«Шведский самолет в Москве».

Под таким заголовком увидел я в вечерней газете черный смазанный снимок аэроплана с темными человеческими силуэтами, среди которых узнал Эльгу, Комарова и себя. В заметке сообщалось о том, что шведское общество «Аэротранспорт» вместе с финляндским «Аэро» проектирует установить воздушное сообщение Стокгольм — Гельсингфорс — Ленинград (а может быть, и Москва) и что «ORN» («Орел») удачно совершил первый пробный полет.

Так вот почему Эльга запретила мне говорить по-русски!

После обеда я немного отдохнул в номере, но меня скоро разбудил Комаров и сообщил, что ночью мы вылетаем, куда — он не сказал. За столиком в ресторане нас поджидала Эльга.

...Половина первого ночи. В зале довольно много публики... Играет оркестр, танцуют. Эльга — сумрачна, чем-то озабочена и не разговаривает со мной. Комаров же весел и жизнерадостен. Он предложил Эльге потанцевать и, когда она отказалась, нашел себе другую партнершу за соседним столиком. Танцует он с увлечением, никак не подумаешь, что руки, нежно обхватывающие женскую талию, и ноги, ловко выворачивающие на паркете па чарльстона, недавно еще нажимали на рычаги и педали аэроплана. Рядом с ним танцует другая пара: пожилой бритый, лысый мужчина с огромными очками в роговой оправе, что делает его похожим на рыбу, и высокая худая девушка с выкрашенными красной хной мальчишескими волосами, с подведенными маковыми тычинками ресниц и карминными пиявками губ. У нее такие тонкие ноги в туфельках-балетках, что кажется, они вот-вот хрустнут и переломятся от неловкого движения.

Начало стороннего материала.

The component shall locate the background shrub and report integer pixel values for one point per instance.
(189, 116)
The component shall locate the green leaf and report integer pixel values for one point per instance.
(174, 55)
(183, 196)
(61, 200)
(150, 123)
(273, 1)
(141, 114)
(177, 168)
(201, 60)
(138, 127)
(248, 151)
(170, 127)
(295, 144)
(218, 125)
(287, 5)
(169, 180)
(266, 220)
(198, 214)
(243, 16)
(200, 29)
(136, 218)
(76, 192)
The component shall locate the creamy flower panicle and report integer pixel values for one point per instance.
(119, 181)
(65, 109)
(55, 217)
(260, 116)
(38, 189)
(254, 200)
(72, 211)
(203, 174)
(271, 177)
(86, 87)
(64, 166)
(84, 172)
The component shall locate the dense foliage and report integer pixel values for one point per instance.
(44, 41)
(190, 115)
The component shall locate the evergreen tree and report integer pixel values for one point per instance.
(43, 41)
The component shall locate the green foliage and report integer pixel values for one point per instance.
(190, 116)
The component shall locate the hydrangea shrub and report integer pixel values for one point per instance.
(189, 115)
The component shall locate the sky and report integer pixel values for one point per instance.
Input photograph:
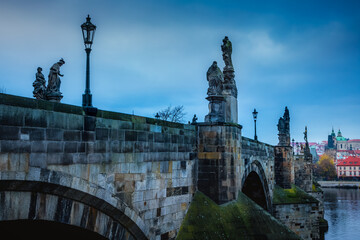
(148, 55)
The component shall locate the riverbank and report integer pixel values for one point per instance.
(339, 184)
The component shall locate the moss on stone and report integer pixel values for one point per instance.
(292, 195)
(240, 219)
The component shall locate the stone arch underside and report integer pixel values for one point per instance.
(44, 195)
(255, 185)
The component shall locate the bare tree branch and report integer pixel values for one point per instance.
(170, 114)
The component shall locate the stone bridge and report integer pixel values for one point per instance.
(120, 176)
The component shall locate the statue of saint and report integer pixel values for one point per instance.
(54, 77)
(39, 85)
(194, 119)
(226, 48)
(215, 78)
(305, 135)
(281, 125)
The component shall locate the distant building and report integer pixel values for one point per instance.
(348, 167)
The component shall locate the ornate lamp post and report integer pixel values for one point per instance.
(255, 117)
(88, 31)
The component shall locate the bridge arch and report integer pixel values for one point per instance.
(44, 195)
(255, 185)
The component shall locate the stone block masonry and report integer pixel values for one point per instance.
(147, 164)
(284, 166)
(219, 152)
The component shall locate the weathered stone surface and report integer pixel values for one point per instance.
(140, 172)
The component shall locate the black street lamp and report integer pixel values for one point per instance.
(255, 117)
(88, 31)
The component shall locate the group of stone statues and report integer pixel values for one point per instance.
(50, 92)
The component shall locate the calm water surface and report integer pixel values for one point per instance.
(342, 211)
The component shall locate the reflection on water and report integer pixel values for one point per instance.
(342, 211)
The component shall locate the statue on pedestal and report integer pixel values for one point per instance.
(54, 82)
(39, 85)
(226, 48)
(215, 78)
(229, 76)
(284, 129)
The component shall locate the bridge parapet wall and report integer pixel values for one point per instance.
(148, 164)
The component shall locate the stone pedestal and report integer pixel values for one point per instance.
(230, 94)
(216, 109)
(54, 96)
(284, 166)
(219, 148)
(231, 108)
(284, 139)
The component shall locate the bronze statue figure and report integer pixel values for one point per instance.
(39, 85)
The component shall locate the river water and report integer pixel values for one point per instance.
(342, 211)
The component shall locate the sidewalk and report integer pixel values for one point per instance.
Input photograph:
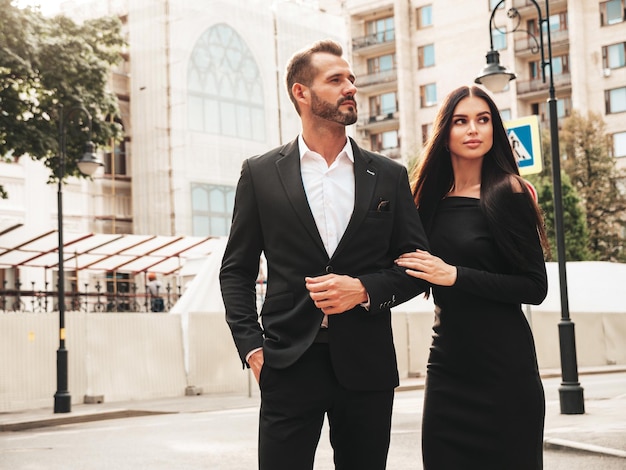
(600, 430)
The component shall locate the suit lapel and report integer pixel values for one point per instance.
(288, 166)
(365, 177)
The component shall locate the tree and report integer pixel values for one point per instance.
(595, 176)
(575, 231)
(52, 64)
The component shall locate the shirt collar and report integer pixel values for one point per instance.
(347, 149)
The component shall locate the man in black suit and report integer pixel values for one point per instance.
(331, 219)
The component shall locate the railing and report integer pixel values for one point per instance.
(377, 77)
(93, 299)
(374, 39)
(529, 86)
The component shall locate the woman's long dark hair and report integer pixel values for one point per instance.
(433, 177)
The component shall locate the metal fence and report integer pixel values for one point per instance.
(128, 297)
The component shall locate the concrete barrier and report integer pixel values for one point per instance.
(135, 356)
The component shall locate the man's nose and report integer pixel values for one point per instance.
(350, 89)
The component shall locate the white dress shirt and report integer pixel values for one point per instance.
(329, 190)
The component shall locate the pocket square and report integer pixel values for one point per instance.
(383, 206)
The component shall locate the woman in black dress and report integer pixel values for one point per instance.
(484, 402)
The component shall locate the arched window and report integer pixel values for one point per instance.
(225, 95)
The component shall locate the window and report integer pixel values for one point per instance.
(563, 109)
(619, 144)
(382, 29)
(426, 131)
(224, 87)
(382, 63)
(615, 100)
(426, 56)
(613, 56)
(385, 141)
(557, 22)
(499, 39)
(428, 95)
(560, 66)
(384, 104)
(212, 209)
(424, 16)
(611, 12)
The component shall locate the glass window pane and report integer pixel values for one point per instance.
(619, 144)
(616, 55)
(219, 227)
(388, 103)
(617, 100)
(199, 200)
(224, 75)
(390, 140)
(614, 11)
(195, 115)
(200, 226)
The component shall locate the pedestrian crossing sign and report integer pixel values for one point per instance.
(526, 142)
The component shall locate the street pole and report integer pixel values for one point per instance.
(87, 165)
(495, 77)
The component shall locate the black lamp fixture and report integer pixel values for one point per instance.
(495, 77)
(88, 164)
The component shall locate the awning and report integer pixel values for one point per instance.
(101, 252)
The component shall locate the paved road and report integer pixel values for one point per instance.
(225, 439)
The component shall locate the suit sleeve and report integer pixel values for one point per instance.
(240, 268)
(392, 286)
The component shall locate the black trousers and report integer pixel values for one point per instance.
(294, 402)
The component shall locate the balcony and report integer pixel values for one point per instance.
(526, 7)
(535, 87)
(384, 77)
(526, 46)
(375, 43)
(379, 122)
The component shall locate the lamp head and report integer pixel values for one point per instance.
(494, 76)
(90, 162)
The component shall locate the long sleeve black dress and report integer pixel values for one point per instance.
(484, 403)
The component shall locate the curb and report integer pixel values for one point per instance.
(564, 444)
(75, 419)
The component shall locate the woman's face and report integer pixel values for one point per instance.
(471, 130)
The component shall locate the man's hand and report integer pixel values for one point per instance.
(333, 293)
(255, 361)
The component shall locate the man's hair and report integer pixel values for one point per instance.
(300, 69)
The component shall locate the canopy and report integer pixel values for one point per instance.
(101, 252)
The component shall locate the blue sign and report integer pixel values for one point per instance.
(526, 143)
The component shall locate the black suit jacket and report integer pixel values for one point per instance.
(272, 215)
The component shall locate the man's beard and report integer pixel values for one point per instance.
(331, 112)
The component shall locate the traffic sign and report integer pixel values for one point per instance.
(525, 139)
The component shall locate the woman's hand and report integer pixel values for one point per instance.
(423, 265)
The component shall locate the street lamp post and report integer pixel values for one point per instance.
(495, 77)
(88, 164)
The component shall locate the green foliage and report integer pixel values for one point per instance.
(575, 230)
(50, 64)
(595, 176)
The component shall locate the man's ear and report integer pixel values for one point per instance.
(300, 92)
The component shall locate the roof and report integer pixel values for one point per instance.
(101, 252)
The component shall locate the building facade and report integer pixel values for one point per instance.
(408, 54)
(201, 88)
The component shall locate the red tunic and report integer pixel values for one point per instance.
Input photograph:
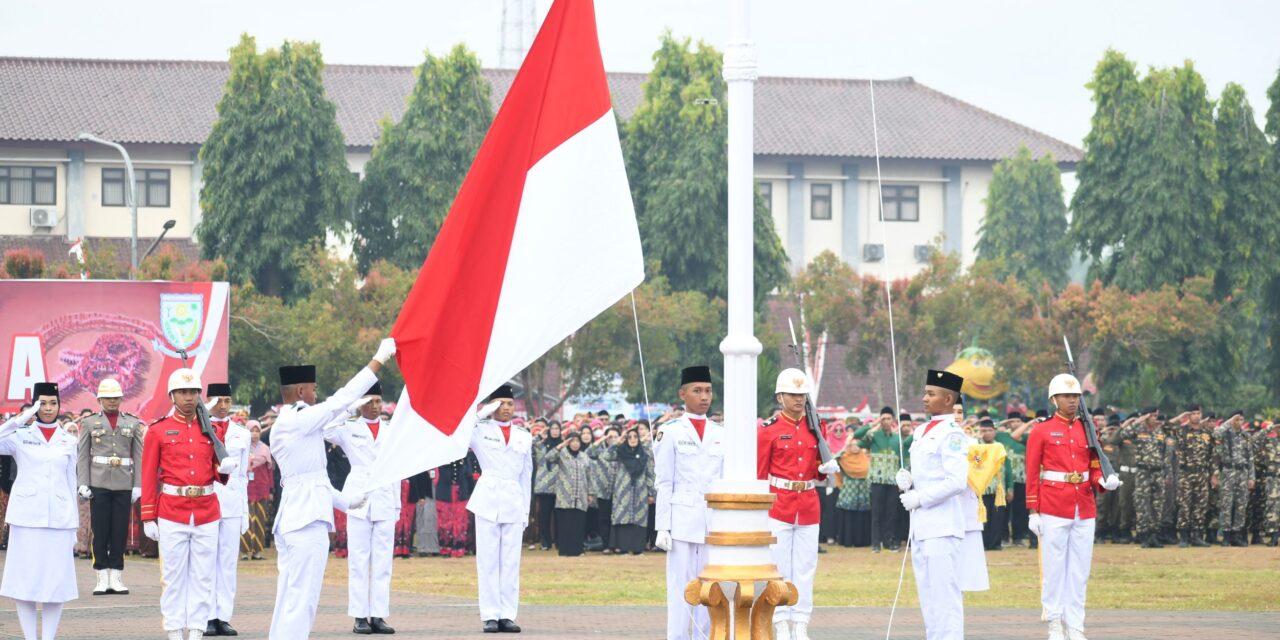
(1055, 446)
(176, 452)
(789, 451)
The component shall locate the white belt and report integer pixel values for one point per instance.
(1063, 476)
(187, 492)
(115, 461)
(791, 485)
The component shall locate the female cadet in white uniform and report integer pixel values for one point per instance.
(42, 516)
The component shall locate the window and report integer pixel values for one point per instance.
(28, 186)
(901, 202)
(151, 187)
(766, 190)
(819, 201)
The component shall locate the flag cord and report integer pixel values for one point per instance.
(644, 380)
(892, 346)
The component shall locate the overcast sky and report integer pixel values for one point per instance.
(1027, 60)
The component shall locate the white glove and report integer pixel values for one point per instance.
(903, 479)
(360, 402)
(663, 540)
(385, 350)
(485, 411)
(228, 466)
(910, 501)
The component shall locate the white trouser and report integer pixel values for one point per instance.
(224, 572)
(796, 556)
(684, 562)
(936, 562)
(302, 554)
(1066, 553)
(370, 547)
(187, 554)
(498, 567)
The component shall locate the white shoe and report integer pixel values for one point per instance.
(782, 631)
(117, 585)
(1055, 630)
(800, 631)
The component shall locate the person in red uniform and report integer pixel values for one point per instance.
(179, 508)
(787, 457)
(1063, 476)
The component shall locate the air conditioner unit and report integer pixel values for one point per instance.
(44, 216)
(873, 252)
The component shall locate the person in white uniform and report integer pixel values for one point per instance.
(501, 506)
(233, 502)
(935, 496)
(42, 516)
(304, 517)
(371, 528)
(689, 455)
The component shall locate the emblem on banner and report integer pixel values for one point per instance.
(182, 318)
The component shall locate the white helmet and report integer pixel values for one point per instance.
(109, 388)
(792, 380)
(1064, 383)
(184, 379)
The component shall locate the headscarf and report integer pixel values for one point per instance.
(836, 442)
(635, 460)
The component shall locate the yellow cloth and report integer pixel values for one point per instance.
(987, 461)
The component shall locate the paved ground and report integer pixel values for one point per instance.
(137, 616)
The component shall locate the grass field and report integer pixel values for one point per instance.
(1124, 576)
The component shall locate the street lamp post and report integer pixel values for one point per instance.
(128, 193)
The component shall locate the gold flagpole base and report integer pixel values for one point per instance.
(744, 615)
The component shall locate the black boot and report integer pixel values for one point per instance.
(1197, 539)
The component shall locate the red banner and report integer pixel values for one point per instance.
(78, 332)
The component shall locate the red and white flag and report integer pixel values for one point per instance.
(501, 286)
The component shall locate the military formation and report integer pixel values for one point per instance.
(1192, 480)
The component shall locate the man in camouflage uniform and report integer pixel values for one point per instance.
(1148, 472)
(108, 456)
(1233, 475)
(1267, 465)
(1194, 443)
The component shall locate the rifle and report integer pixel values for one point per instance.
(810, 414)
(202, 416)
(1089, 432)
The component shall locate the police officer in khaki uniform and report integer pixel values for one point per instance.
(109, 451)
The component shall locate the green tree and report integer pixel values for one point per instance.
(675, 149)
(275, 172)
(419, 163)
(1101, 200)
(1024, 228)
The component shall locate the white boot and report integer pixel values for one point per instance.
(782, 631)
(1055, 630)
(800, 631)
(117, 585)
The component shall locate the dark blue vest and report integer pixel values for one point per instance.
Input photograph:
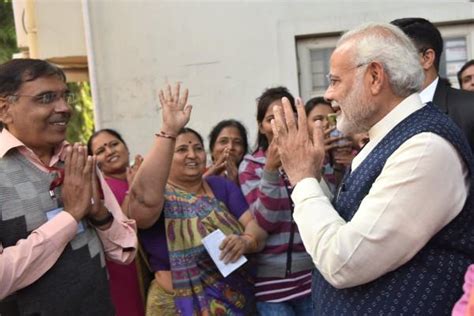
(431, 282)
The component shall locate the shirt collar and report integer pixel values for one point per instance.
(8, 141)
(427, 93)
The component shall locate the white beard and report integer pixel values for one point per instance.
(359, 108)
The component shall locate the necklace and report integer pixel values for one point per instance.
(201, 190)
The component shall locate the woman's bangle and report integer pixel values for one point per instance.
(252, 241)
(165, 135)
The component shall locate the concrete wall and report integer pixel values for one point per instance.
(226, 53)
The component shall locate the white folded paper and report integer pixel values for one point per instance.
(212, 242)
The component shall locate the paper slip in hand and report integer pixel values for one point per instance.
(212, 242)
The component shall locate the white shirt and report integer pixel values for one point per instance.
(421, 188)
(427, 93)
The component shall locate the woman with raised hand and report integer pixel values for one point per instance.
(227, 145)
(112, 157)
(175, 208)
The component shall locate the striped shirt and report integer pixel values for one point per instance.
(270, 203)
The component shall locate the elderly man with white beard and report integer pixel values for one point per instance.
(398, 236)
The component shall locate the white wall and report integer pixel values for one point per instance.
(226, 53)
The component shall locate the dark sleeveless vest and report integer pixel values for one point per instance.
(431, 282)
(77, 283)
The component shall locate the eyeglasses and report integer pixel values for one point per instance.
(46, 98)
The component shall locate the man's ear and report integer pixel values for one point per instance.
(5, 115)
(427, 59)
(377, 76)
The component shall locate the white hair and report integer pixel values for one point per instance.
(387, 44)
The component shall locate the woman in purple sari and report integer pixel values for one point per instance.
(176, 207)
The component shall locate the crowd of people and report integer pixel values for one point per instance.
(372, 214)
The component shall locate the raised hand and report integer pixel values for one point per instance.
(76, 191)
(301, 158)
(175, 110)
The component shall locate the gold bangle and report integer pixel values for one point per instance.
(165, 135)
(252, 241)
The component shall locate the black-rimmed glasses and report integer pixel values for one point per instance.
(46, 98)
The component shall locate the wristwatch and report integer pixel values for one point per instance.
(109, 218)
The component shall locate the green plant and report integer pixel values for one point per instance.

В залитом электрическим светом аквариуме зала — нерест фокстрота. Траурные самцы трутся черной шевиотовой чешуей о шелковую радужную кожицу самок в жажде вечного оплодотворения. И музыка танца звенит сладострастной жалобой неразрешимой звуковой импотенции...

Тонконогая девушка почему-то заинтересовала меня. Она поднялась вместе со своим кавалером в низкий коридор, где расположены отдельные кабинеты. Я видел, как официант закрыл за ними дверь и, пригнувшись, припал к замочной скважине или пробуравленной дырке. Заметив меня, он быстро выпрямился и отошел от кабинета.

Эльга с Комаровым сидят за столиком и, кажется, не беспокоятся о моем отсутствии.

Я в несколько секунд решился на бегство. Без кепки, без пальто, вниз по лестнице и на улицу. Когда они хватятся, будет поздно — не станут же из-за меня откладывать перелет...

Я благополучно миновал ливрейного сереброгалунного швейцара, бесшумно распахнувшего передо мной зеркальные двойные двери. У подъезда стоял автомобиль, и перед ним шофер в меховой куртке. Он обернулся ко мне, и я узнал нашего бортмеханика-шведа.

— All right! All right! — хлопнул он меня по плечу: — Wir fahren sogleich.

И дружески-крепко взяв под руку, болтая что-то на ломаном англо-немецком языке, потащил меня назад в залу ресторана.

Есть что-то тревожное в полночной загородной автомобильной поездке, как будто везут на какое-то недоброе дело. По зубам оскоминой саднит холодок и нервничаешь: часы перед рассветом, перед родами солнца, всегда томительны для тех, кто не лежит в забытьи. Небо темное, звездное, и мне не верится, что скоро я буду висеть в нем на еще более быстрой, гулкой и шаткой машине.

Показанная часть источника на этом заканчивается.